O termo muxarabi carrega certo mistério e exotismo e, a despeito de se tratar de um termo técnico arquitetônico bastante específico, é surpreendentemente conhecido do grande público.
Vez ou outra, ganha destaque nas redes sociais, evocado com entonação variada: muxárabi, muxarábi... Mas, segundo o Acordo Ortográfico, muxarabi é pronunciado como as palavras “abacaxi” e “Parati”: sem acento agudo, por se tratar de oxítona terminada em “i” precedida de consoante.
O que é muxarabi?

Trata-se de painéis de treliça para o fechamento de vãos nas fachadas, destinados a “oferecer lugar fresco e discreto, protegido do sol e do devassamento, mas com ventilação e iluminação suficientes, sendo de indiscutível origem mourisca”¹ .
“Muxarab” em árabe significa “chafariz” e “muxrabia”, “moringa”. Ambas as palavras são derivadas do verbo “xariba”, que quer dizer “beber”. Assim, muxarabi era o “sítio das bebidas, o local onde se punham as garrafas a fim de refrescar a água”² , pois, ao promover a troca de ar entre interior e exterior das casas, se tornava o local mais fresco, onde eram guardadas as moringas.
Além de proporcionar ventilação natural, seus painéis de treliça filtravam o excesso de iluminação natural, funcionando “como vedo contra o raio de sol: a ação é semelhante à folhagem das árvores, por cuja enredada treliça se coa a luz, cuja intensidade se acalma, produzindo, ao mesmo tempo, uma sombra fresca e um arejamento natural” ³.
Um pouco sobre história
Para além das funções como elemento compositivo na arquitetura, o muxarabi desempenhou importante papel na dinâmica social do Brasil colonial: se, por um lado, foi definido como elemento que permite “ver sem ser visto”, por outro, foi justamente grande agente de interlocução e sociabilidade: “casas e ruas continuavam-se pelas frestas que constituíam as grades de madeira, cifrando olhares e palavras, sem que o apanágio de distinção social e espacial – de existência indiscutível – fosse formalmente rompido”⁴ , funcionando como espécie de confessionário laico.
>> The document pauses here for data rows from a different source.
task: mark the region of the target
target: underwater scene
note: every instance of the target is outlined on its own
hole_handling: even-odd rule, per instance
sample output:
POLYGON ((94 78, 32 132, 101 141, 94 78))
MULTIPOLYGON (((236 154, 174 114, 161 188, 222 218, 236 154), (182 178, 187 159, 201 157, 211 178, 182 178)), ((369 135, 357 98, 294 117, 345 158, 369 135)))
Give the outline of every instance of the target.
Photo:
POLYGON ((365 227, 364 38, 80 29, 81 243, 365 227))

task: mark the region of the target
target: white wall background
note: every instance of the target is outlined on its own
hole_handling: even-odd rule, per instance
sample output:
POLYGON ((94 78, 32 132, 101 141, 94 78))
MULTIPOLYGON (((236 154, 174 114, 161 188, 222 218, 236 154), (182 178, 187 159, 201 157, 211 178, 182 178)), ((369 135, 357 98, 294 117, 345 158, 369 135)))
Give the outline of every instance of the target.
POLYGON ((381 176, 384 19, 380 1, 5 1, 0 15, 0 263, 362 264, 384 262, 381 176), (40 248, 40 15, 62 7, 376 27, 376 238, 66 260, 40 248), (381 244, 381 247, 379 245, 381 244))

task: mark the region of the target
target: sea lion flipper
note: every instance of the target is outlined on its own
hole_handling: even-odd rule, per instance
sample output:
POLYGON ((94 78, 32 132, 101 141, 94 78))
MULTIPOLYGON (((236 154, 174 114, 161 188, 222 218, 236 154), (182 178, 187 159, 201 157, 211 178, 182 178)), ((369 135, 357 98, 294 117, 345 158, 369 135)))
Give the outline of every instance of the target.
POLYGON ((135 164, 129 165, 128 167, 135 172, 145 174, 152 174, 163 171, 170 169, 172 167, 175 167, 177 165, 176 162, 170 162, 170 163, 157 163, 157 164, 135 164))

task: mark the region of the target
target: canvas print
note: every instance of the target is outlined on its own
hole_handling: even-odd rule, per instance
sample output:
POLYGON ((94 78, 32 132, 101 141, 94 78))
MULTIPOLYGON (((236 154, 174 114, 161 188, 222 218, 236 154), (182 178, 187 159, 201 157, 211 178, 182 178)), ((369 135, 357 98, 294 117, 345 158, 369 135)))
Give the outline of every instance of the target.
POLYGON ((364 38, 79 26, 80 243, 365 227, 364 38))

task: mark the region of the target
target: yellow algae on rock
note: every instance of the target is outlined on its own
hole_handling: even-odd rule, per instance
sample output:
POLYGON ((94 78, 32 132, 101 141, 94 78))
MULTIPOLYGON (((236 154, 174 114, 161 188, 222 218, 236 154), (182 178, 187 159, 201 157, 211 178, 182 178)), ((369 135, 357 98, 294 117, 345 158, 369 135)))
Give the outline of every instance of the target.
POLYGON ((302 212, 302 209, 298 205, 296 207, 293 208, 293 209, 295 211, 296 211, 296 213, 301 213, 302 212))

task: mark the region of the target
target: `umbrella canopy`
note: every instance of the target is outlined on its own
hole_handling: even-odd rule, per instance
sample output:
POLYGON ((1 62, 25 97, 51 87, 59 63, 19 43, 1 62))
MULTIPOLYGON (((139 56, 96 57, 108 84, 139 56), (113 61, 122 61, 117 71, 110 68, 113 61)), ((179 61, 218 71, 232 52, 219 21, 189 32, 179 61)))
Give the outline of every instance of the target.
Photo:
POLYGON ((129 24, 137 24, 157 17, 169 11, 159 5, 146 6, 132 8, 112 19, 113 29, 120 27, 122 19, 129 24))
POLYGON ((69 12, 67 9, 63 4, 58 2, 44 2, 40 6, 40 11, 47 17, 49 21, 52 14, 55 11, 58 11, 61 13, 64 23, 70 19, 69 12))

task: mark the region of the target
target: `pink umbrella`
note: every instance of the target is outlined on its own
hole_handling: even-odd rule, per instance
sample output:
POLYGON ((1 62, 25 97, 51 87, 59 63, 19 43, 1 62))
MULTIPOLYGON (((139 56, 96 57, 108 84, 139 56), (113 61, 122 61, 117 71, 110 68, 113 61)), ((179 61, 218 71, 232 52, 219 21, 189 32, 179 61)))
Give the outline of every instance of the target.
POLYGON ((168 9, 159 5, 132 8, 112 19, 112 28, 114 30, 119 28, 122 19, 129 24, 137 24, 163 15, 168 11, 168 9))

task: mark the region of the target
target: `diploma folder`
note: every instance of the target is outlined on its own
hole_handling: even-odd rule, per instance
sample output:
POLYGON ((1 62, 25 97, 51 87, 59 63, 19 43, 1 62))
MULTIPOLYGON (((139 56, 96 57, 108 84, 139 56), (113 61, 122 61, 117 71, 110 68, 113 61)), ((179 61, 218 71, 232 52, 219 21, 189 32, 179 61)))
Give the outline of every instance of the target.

Seu uso foi proibido no início do século XIX, após a chegada da coroa portuguesa ao Brasil, desaparecendo por completo na maioria das cidades, salvo por raros exemplares remanescentes – o mais famoso deles em Diamantina. No século XX, no entanto, foi “ressuscitado”, tornando-se um dos símbolos de resgate das tradições construtivas luso-brasileiras pelo estilo Neocolonial e, em seguida, pelo Modernismo, figurando em obras emblemáticas, como o Grande Hotel de Ouro Preto, projetado por Oscar Niemeyer em 1940, e diversas obras de Lúcio Costa, como a Casa Argemiro Hungria Machado, de 1942, e o Parque Hotel São Clemente, de 1944, no estado do Rio de Janeiro.
Atualmente, o muxarabi é celebrado em inúmeras obras de arquitetos e escritórios de arquitetura contemporâneos, como Marcio Kogan/MK27, Gui Mattos, Brasil Arquitetura, FGMF, Studio Guilherme Torres, Bernardes Arquitetura e tantos outros.
Referências
¹VASCONCELOS, Sylvio de. Arquitetura no Brasil: sistemas construtivos. 5. ed. Belo Horizonte: UFMG, 1979, pp. 133/134.
²VASCONCELOS, Sylvio de, op. cit., pp. 133/134.
³SEVERO, Ricardo. A arte tradicional no Brasil: a casa e o templo. São Paulo: Tipographia Levi, 1916. 46 p.
⁴MARINS, Paulo César Garcez. Através da Rótula: sociedade e arquitetura urbana no Brasil séculos XVII a XX. São Paulo: Humanitas FFLCH/USP, 2001, pp. 31.